Wie ist die Lage im ostukrainischen Kriegsgebiet?

Ein baldiger Frieden im Frontgebiet zeichnet sich derzeit nicht ab. Zwar gilt schon seit Monaten eine Waffenruhe, die Kiew und die prorussischen Separatisten mehrfach bestätigt haben. Aber geschossen wird trotzdem nahezu täglich. Auch der Abzug der schweren Waffen, mit dem eine entmilitarisierte Zone geschaffen werden soll, kommt nur schleppend voran. Unter dem Konflikt leidet vor allem die Zivilbevölkerung. Minenfelder und Blindgänger führen immer wieder zu Opfern. Außerhalb der großen Städte kommt es bei der Versorgung mit Lebensmitteln zu Engpässen.

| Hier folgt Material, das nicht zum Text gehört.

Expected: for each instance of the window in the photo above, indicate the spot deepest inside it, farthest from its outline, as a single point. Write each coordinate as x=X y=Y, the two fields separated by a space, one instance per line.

Viele Menschen sind auf die Hilfe humanitärer Organisationen angewiesen, deren Arbeit von den Separatisten behindert wird.

Was sind die nächsten Schritte im Friedensprozess?

Diplomatische Initiativen sollen ein Jahr nach dem Minsker Abkommen neuen Schwung in den Friedensprozess bringen. Ranghohe Sicherheitsberater von Kanzlerin Angela Merkel und dem französischen Präsidenten François Hollande sollen in dieser Woche in Kiew Spielräume für einen Fortschritt ausloten. Deutschland und Frankreich hatten sich vor einem Jahr maßgeblich für den Friedensplan eingesetzt. Beobachter erwarten in den kommenden Wochen auch ein neues Treffen der Außenminister Deutschlands, Frankreichs, Russlands und der Ukraine.

Die Detailfragen im Streit zwischen Kiew und den prorussischen Aufständischen verhandelt die sogenannte Kontaktgruppe. Allein im Januar werden noch zwei Treffen in der weißrussischen Hauptstadt Minsk erwartet. In diesem Forum beraten die Ukraine, Russland und die Organisation für Sicherheit und Zusammenarbeit in Europa (OSZE) mit den moskautreuen Separatisten.

Was sind die Probleme?

Von den 13 Punkten des Minsker Friedensplans ist kein einziger vollständig umgesetzt worden. Über die Modalitäten für Lokalwahlen in den Separatistengebieten sind sich die Konfliktparteien noch nicht einig. „Die Wahlen müssen nach dem ukrainischem Recht abgehalten werden“, bekräftigte Präsident Petro Poroschenko kürzlich. Die Aufständischen verlangen eine von Kiew abgelehnte Amnestie, um selbst kandidieren zu können. Beobachter erwarten Lokalwahlen nicht vor Herbst. Für eine politische Lösung ist eine ukrainische Verfassungsreform vorgesehen. Die Frist für eine Abstimmung läuft Ende Januar ab. Ukrainische Nationalisten wollen einen Sonderstatus für die Rebellengebiete verhindern. Beobachter bezweifeln, dass Poroschenko die nötigen 300 Stimmen im Parlament zusammenbekommt.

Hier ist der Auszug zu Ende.